Они ушли к мужской спальне, и госпожа Чийомэ попросила меня повторить для лорда, почему я подозревала монаха. Я снова описала, как монах забрал свиток, и как он говорил с Сачи-сэнсей о том, что был из провинции Арсенал.

Лорд Матсудаира сказал:

— Да. Мы уже это знаем.

— Конечно, мой лорд, — сказала Чийомэ-сама с поклоном. — Рисуко, скажи: ты видела, как монах и повар Торай общались в последние несколько дней?

Я обдумала это.

— Да, госпожа. Монах пришел в зал и пытался пройти на кухню, Торай вывел его наружу. А вчера днем, когда мы принесли вещи мертвецов для похорон, они спорили. Когда Эми, Тоуми и я подошли ближе, они сказали, что спорили из-за рисового вина. Торай-сан сказал, что мы не могли выделить вино, но Джункейшо-сан сказал, что оно было важным для церемонии. Но у нас много сакэ, и на церемонии ничего такого не было!

— Не было, — сказала госпожа Чийомэ. — Рисуко, я хочу, чтобы ты рассказала: во дворе, когда ты обнаружила тело моей девочки, почему ты обвинила Торая в убийстве?

Я думала старательно, представляя ту ужасную сцену.
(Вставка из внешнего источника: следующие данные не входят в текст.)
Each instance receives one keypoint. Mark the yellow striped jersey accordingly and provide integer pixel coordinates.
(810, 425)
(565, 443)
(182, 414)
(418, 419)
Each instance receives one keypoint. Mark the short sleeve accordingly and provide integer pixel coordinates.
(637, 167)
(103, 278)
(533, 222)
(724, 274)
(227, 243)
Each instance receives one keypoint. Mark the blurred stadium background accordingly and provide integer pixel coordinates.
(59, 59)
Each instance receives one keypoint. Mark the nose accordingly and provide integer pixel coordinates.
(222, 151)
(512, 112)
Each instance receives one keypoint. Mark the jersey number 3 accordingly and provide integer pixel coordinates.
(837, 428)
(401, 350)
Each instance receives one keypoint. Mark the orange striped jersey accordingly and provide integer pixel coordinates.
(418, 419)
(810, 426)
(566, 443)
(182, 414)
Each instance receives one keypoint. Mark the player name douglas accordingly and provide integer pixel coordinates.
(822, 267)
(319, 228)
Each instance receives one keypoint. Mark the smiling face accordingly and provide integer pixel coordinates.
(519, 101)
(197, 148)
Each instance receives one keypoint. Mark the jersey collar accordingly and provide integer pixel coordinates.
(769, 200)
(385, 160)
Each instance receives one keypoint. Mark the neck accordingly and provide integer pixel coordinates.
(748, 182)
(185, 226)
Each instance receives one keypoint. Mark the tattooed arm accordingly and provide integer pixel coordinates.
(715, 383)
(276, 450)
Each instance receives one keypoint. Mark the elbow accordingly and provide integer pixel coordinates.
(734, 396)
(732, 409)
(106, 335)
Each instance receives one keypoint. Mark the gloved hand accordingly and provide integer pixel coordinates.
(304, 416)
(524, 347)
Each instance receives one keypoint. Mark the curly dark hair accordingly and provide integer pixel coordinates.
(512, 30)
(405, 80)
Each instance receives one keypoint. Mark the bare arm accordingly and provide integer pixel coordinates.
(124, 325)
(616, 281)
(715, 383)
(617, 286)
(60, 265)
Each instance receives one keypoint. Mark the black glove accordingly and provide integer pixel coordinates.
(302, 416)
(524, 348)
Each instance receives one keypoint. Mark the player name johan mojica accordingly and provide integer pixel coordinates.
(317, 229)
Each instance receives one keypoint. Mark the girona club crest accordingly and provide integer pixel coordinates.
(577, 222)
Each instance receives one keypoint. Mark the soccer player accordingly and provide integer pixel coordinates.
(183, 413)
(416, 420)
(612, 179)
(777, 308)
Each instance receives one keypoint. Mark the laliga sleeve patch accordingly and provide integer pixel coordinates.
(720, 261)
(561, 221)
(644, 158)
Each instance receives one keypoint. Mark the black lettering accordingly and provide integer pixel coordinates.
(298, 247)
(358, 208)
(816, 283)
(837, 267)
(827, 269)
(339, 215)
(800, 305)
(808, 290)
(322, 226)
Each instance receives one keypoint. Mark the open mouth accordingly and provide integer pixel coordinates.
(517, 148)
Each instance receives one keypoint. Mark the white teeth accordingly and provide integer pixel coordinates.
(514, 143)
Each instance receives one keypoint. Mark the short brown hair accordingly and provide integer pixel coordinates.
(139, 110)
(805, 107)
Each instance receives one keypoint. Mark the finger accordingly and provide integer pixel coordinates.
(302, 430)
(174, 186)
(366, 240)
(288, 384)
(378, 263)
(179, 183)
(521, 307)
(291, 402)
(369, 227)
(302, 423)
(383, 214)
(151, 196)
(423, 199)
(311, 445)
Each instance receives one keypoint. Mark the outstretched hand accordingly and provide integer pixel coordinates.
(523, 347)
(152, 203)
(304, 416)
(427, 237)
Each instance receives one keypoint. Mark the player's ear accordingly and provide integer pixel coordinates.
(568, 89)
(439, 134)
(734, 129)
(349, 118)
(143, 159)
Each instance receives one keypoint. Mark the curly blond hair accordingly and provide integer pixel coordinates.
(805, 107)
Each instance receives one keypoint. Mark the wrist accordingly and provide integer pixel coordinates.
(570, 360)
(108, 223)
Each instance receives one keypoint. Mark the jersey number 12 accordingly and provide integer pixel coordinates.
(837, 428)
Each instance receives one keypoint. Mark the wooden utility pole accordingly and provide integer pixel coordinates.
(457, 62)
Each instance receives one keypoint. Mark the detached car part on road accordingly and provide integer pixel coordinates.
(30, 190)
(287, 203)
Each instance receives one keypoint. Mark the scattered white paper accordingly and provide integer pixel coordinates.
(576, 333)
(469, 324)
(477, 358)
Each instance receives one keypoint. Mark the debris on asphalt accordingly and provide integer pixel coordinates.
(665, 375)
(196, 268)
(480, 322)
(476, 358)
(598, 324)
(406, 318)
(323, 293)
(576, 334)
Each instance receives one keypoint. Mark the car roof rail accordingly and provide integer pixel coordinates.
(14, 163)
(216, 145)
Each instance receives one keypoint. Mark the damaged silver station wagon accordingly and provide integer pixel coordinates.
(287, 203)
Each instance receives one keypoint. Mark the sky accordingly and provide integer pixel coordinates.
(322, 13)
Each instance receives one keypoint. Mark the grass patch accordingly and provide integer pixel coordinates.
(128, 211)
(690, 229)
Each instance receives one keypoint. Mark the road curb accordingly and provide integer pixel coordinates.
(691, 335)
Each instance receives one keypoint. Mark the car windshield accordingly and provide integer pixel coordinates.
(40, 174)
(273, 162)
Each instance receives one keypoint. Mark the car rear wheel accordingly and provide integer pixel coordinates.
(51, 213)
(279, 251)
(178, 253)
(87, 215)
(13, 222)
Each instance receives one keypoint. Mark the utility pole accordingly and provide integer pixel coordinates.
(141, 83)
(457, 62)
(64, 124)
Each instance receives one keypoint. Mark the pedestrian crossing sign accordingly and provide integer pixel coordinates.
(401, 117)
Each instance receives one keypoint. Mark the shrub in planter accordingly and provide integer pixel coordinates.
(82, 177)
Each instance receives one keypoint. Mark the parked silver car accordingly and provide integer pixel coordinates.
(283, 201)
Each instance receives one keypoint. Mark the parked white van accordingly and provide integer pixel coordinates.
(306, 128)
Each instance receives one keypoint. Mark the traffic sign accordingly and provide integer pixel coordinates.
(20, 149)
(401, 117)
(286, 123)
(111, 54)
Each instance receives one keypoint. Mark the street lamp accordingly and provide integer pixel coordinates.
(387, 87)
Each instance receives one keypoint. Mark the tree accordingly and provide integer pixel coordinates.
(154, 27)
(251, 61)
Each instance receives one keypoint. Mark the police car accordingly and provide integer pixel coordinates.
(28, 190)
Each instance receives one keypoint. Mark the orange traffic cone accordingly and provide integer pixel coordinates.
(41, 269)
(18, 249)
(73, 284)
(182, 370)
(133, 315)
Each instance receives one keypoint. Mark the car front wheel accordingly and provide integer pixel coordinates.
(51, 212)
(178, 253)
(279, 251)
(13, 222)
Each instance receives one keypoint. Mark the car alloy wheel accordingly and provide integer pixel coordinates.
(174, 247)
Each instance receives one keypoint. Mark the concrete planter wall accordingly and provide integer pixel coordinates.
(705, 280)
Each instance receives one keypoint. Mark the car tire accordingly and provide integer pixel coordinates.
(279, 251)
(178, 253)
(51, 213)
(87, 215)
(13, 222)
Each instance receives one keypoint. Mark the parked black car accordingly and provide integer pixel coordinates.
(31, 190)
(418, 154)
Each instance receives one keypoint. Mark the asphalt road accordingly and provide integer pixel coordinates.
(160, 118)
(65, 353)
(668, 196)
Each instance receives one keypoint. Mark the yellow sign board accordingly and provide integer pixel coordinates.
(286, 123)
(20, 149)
— Он был в крови, конечно.

— Это была кровь курицы! — завопил Торай за мной.

— Тихо! — прорычал лорд Такеда. — Было что-то еще, девица?

— Ну… прошлые дни он вел себя очень… — я закрыла глаза, чтобы сосредоточиться, воспоминания мелькали перед глазами. Я охнула. — Он постоянно уходил из кухни, мои лорды. Ходил в кладовую, — я повернулась к нему. Как и часто, на кухне, он кривился от гнева. — Он пытался найти бумагу со списком отрядов Такеда, мои лорды! — теперь его лицо сжалось от страха. — Это он и… его брат, видимо — об этом они спорили. Искали бумагу. Они работали вместе, чтобы доставить бумагу к лорду Ходжо.

Лорд Такеда хмыкнул.

— Разумно, девица. Хотя много догадок. Госпожа, мой лорд, давайте допросим предателей.

Я вернулась к Сачи, которая сказала мне, что я постаралась.

Солдаты вытащили монаха и повара вперед и усадили их на белый песок правды.

Джункейшо проскулил. Торай умолял:

— Я никого не убивал, клянусь! Прошу, мой лорд…

Такеда-сама перебил его:

— Я приказал тебе умолкнуть. Если я попрошу снова, Хара отрежет тебе ухо. Я бы сказал ему отрезать тебе язык, но мы хотим услышать твое признание.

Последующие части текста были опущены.